Mr Carney mengatakan Amerika siap bekerja sama dengan Kongres untuk membuka aset sekitar $ 30 milyar, agar dapat digunakan untuk membantu para pemberontak.

'Kalian tidak dapat bunuh saya'

Sementara itu, juru bicara pemerintah Libia menyebutkan Gaddafi saat ini dalam kondisi sehat dan bersemangat tinggi

Keterangan ini disampaikan ketika Kota Tripoli, hari Jumat dan Sabtu pagi, dihujani sedikitnya enam ledakan besar - yang diyakini serangan udara NATO.

Hak atas foto Reuters
Image caption Gaddafi terlihat sehat saat tampil di televisi pemerintah, dan mengejek pasukan NATO.

Siaran televisi pemerintah menayangkan pidato Gaddafi yang isinya mencemooh serangan NATO tersebut.

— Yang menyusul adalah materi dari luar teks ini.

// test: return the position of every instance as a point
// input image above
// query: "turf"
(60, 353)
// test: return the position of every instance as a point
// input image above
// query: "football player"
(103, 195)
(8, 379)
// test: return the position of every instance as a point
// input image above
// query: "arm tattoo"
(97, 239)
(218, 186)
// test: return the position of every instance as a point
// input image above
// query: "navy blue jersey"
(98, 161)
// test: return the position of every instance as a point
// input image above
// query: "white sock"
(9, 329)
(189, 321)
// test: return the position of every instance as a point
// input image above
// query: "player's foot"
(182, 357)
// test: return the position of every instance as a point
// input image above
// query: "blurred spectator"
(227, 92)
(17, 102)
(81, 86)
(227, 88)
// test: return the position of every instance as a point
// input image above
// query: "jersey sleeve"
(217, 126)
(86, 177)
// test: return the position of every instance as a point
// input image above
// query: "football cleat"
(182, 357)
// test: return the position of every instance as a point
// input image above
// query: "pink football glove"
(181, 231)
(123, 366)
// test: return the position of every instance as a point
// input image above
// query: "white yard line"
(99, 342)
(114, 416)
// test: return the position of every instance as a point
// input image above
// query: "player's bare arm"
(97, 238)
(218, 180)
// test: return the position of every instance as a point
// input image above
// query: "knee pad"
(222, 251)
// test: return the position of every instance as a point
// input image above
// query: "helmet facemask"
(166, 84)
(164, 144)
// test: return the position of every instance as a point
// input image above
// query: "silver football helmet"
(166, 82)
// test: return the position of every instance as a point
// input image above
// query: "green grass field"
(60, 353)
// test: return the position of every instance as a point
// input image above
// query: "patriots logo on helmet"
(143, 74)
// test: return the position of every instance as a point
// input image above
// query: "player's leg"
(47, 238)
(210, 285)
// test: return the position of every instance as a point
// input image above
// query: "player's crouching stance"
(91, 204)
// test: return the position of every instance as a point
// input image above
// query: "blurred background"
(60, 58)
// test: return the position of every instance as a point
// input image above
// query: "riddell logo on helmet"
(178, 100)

Pemimpin Libya itu menyatakan terima kasih kepada rakyat Libia yang disebutnya telah "menyatakan keprihatinan mendalam, antusias dan penuh kasih, untuk menanyakan tentang keselamatan saya, setelah serangan tentara salib yang pengecut itu".

"Mereka pengecut, karena tidak bisa membunuh saya," tambahnya.

Sebelumnya Menteri Luar Negeri Italia mengatakan, Kolonel Gaddafi mungkin terluka dan melarikan diri akibat serangan udara NATO itu.

Sementara juru bicara Pemerintah Libia, mengatakan serangan udara pasukan NATO di Kota Brega telah mewaskan 11 orang ulama dan melukai 45 orang warga sipil.

Tetapi para pimpinan pemberontak di Kota Benghazi menyatakan tidak ada warga sipil yang menjadi korban.

Keterangan resmi NATO juga menyatakan tidak tahu-menahu tentang informasi yang menyebut ada serangan pihaknya di kota itu.